On Monday, Russia’s veterinary and fitosanitary agency Rosselkhoznadzor even agreed to lift restrictions against two of seven meat and dairy Belarusian enterprises, but on Tuesday the watchdog imposed a food delivery ban on another three firms. According to Belarusian political analyst Ales Lahvinets, conflict between the countries will remain, because the model of relations between the two authoritarian leaders is not transparent.

“The hot-button issues are oil and gas prices; quotas; access to the Russian market; a very peculiar interpretation of sanitary norms; participation of Belarusian companies in Russia’s state tendering,” he says.

Russia will pay for $500 average salary in Belarus?

Lukashenka is expected to keep his promise of $500 average salary per month. His political fate is linked to a great extent to a quick and successful solution of the issue. But neither his recent visit to China, nor hugs with other world leaders have not brought dividends yet. And two of the three pillars of Belarus’ export – oil, potash, meat and dairy industry – are primarily dependent on Moscow.

“The tackling of the $500 salary problem is up to Russia, its oil industry, pipelines and good will. They are able to help Lukashenka raise salaries and come off as a brilliant economist, ” Suzdaltzev said.

What can Lukashenka offer in exchange?

According to some political observers, deploying a Russian military base in Belarus may become such a bargaining chip. Andrey Illarionov, Vladimir Putin’s former economic adviser, left open the possibility of a hybrid occupation of our country immediately after the joint military exercise West-2017. But not all experts share his opinion.

“A long-term positional game is still in progress, and Lukashenka has fewer trump cards.

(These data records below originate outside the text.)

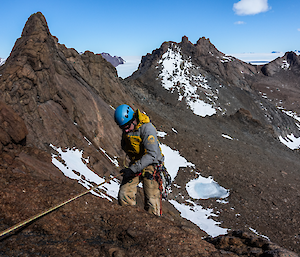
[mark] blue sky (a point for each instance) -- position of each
(135, 28)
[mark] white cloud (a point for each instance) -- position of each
(250, 7)
(239, 22)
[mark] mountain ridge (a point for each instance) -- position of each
(67, 99)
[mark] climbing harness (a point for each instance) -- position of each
(163, 178)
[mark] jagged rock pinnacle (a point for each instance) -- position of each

But I do not think that Russia will go to the length of a belligerent option,” Lahvinets believes.

As for the upcoming meeting on May 30, there is every likelihood that the topic raised will be insignificant. The formation called Union State, which turned 20 years in 2017, has been criticized even by its own creators. The level of integration between the two countries is still limited to 11 programmes, including that of ‘inovative development of production of potatoes and Jerusalem artichokes’.